Wednesday, March 19, 2008

Barack Obama's "Under The Bus" Speech


Thanks to a speech that some nitwit actually compared to the oratory of Abraham Lincoln (!), we now know the truth. Sen. Barack Obama did attend a church where hate, ignorance and bigotry were preached...and it's all your fault.

I explain why in my Boston Herald column today. I also urge you to take a moment to read Sen. Obama's speech for yourself. Consider his ideas and his arguments.

But as you do, keep reminding yourself of the question that Sen. Obama was supposedly answering for the voters: "What were you doing for 20 years, sitting in that pew and listening to that nonsense?"

As I mentioned in the column, his answer in the speech was "everybody else is racist, too." But going back and re-reading Sen. Obama's comments for the third time, there is a word that is glaring in its absence:

Wrong.

Oh, Sen. Obama used it quite a bit. The Rev. Wright was wrong on one or two details about American life. Wright's critics are wrong to overlook all the good things that the racist minister did when he wasn't spouting Black Liberation idiocy. The American people, black and white, have handled race relations all wrong.
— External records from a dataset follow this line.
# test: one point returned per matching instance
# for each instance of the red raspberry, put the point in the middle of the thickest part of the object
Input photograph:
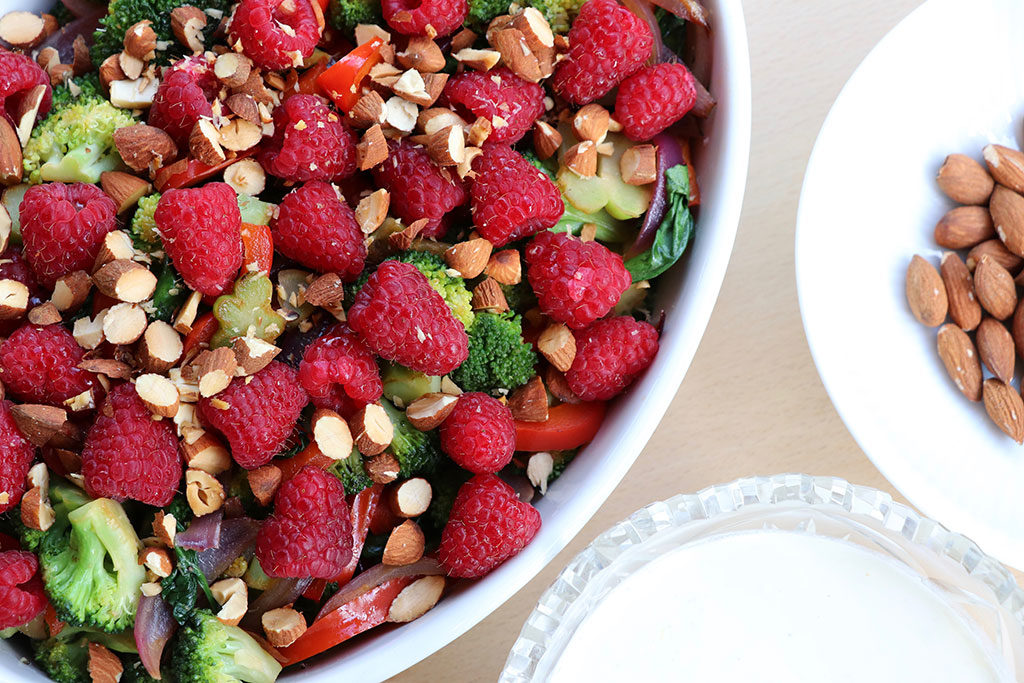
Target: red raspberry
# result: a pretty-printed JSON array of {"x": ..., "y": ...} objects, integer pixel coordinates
[
  {"x": 62, "y": 227},
  {"x": 274, "y": 34},
  {"x": 653, "y": 98},
  {"x": 40, "y": 365},
  {"x": 419, "y": 187},
  {"x": 413, "y": 16},
  {"x": 18, "y": 75},
  {"x": 260, "y": 416},
  {"x": 310, "y": 532},
  {"x": 479, "y": 434},
  {"x": 487, "y": 525},
  {"x": 318, "y": 230},
  {"x": 497, "y": 92},
  {"x": 402, "y": 318},
  {"x": 511, "y": 198},
  {"x": 339, "y": 372},
  {"x": 576, "y": 282},
  {"x": 609, "y": 355},
  {"x": 183, "y": 96},
  {"x": 202, "y": 232},
  {"x": 22, "y": 596},
  {"x": 128, "y": 454},
  {"x": 16, "y": 459},
  {"x": 607, "y": 43},
  {"x": 309, "y": 142}
]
The one person in all of America, apparently, who hasn't gotten anything wrong? Barack Obama.

Like Dick Cheney seeking the ideal vice presidential candidate for George W. Bush, Sen. Barack Obama has searched the land for a single, righteous man on the issue of race--and found himself alone.

The man who has given tens of thousands of dollars to support the radical, racial extremism of Jeremiah Wright; the man who personally signed onto the "Black Values System" of Trinity, a system whose founders happily admit is based on racial division and the idiocy of "Black Liberation Theology"; the man who attended this racist church and brought his children there for 20 years; the man who is a member of that church to this day, and who continues to embrace Rev. Wright publicly.

This is the one righteous man on race in America?

Please. Surely we can do better than this, can't we?

With all due respect to Sen. Obama, he is utterly insulting and wrong to accuse everyone else in the country of sharing his tolerance for bigotry and ignorance. Not only is he wrong to say that everyone in America hears and, at some level, shares in this racism, I don't know a SINGLE PERSON who would have sat through the stupidity that Trinity UCC offered up as the gospel for 20 minutes, much less 20 years.

Sen. Obama is uniquely unqualified to confront the issue of race, because he has shown a unique level of poor judgment and lack of character.

If you truly care about race relations in America, then you cannot vote for Barack Obama.
UPDATE: Michael Gerson of the Washington Post notices the same key problem I did.